Alguém já viu um anúncio de jornal procurando um jornalista ou professor com deficiência? Se encontrarem, por favor me avisem! Ou um anúncio procurando um advogado, um medico, um arquiteto com deficiência? Infelizmente, não há oferta de vagas para pessoas com deficiência com curso superior. É como se a pessoa com deficiência não pudesse estudar e ter uma boa formação.

Mas vagas como auxiliar de cozinha, auxiliar administrativo, serviços gerais, recepcionista, telemarketing, vendedor, entre outras, surgem aos montes. Não que não devam existir essas vagas – é ótimo que existam! O problema é que existam somente essas vagas.

Eu, que tenho minhas ressalvas quanto ao sistema de cotas em sua essência (como já comentei em postagens anteriores), estou nesse momento me deparando com as dificuldades e armadilhas na busca por um emprego tendo deficiência visual.

Desde o final do ano passado, com o fim do mestrado se aproximando, comecei a enviar currículo e a me cadastrar em algumas agências de emprego focadas na contratação de pessoas com deficiência.

Sou formada em Jornalismo pela PUCRS e tenho Mestrado em Letras pela UFRGS. Tenho deficiência visual parcial (baixa visão) – o que me traz algumas dificuldades -, mas que não me impediu até hoje de trabalhar, de estudar e de buscar o meu espaço.

Com a Lei de Cotas, as empresas com mais de 100 funcionários são obrigadas a destinar entre 2 e 5% de suas vagas para pessoas com deficiência (PCDs), além de investir em tecnologia e adaptações para o ambiente de trabalho. Os concursos públicos também destinam 5% de suas vagas para pessoas com deficiência.

É uma pena, mas as leis brasileiras chegam a ser hilárias. São muito bonitas e interessantes na teoria. Contudo, muito difíceis de serem cumpridas na prática.

Já ouvi muitos empresários comentarem sobre a dificuldade do preenchimento dessas cotas por falta de pessoas qualificadas.
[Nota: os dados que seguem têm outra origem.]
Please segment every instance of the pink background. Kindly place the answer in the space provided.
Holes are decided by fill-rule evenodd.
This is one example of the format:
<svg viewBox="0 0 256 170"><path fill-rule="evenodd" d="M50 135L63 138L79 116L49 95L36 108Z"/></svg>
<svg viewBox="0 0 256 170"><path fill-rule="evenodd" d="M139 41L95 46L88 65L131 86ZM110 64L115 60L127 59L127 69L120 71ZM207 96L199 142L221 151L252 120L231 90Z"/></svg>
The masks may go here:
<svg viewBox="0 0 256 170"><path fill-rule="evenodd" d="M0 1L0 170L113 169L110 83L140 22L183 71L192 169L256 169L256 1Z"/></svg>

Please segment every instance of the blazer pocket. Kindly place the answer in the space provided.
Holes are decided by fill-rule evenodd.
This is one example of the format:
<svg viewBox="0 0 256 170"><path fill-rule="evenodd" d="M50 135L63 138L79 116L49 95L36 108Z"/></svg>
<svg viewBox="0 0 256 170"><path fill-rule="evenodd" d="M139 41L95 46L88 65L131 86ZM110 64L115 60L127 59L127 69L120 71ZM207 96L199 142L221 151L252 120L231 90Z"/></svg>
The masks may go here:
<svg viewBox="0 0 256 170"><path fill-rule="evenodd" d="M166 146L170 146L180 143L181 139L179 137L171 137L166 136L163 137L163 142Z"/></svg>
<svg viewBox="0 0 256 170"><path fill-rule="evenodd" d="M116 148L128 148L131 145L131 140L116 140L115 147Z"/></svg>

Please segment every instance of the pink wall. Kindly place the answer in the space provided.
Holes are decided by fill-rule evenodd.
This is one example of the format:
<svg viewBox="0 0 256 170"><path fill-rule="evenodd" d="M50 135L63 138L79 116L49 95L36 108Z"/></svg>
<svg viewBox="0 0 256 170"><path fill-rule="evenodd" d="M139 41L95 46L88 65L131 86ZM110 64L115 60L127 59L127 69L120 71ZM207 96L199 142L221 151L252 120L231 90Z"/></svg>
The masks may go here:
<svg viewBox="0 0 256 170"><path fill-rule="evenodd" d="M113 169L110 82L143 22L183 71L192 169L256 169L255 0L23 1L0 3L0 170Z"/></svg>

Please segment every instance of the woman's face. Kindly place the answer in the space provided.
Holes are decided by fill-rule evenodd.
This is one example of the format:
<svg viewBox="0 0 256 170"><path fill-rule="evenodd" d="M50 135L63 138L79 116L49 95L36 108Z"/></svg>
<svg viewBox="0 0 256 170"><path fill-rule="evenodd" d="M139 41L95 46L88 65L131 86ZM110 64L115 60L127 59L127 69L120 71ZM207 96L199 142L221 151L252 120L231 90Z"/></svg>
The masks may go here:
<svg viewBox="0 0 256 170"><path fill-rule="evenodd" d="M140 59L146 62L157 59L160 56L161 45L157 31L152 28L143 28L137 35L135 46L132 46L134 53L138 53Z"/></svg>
Antes de começar a procurar emprego, pensei – erroneamente – que, diante desse cenário, não seria tão difícil encontrar uma vaga.

Fui surpreendida, entretanto, com a realidade que se apresentou diante de mim (e que eu já observara anteriormente nos classificados de jornais). Há vagas para pessoas com deficiência, sim. Há inúmeras vagas. A maioria delas, porém, para pessoas com Ensino Fundamental completo (ou incompleto), uma pequena parte para pessoas com Ensino Médio e nenhuma parcela para pessoas com Ensino Superior ou pós-graduação. A busca por um emprego na minha área de formação já dura quase cinco meses.

AS AGÊNCIAS DE EMPREGO

As agências de emprego foram unânimes ao me dizer: “Você tem um excelente currículo, és muito bem preparada, mas não temos vaga na tua área”. Todas me ofereciam vagas como auxiliar administrativo, telemarketing ou outros cargos.

Não teria problema nenhum em assumir uma vaga em qualquer outra função. Contudo, tenho experiência na área de Jornalismo, estudei e me preparei durante muito tempo para isso. Não estou iniciando na profissão agora.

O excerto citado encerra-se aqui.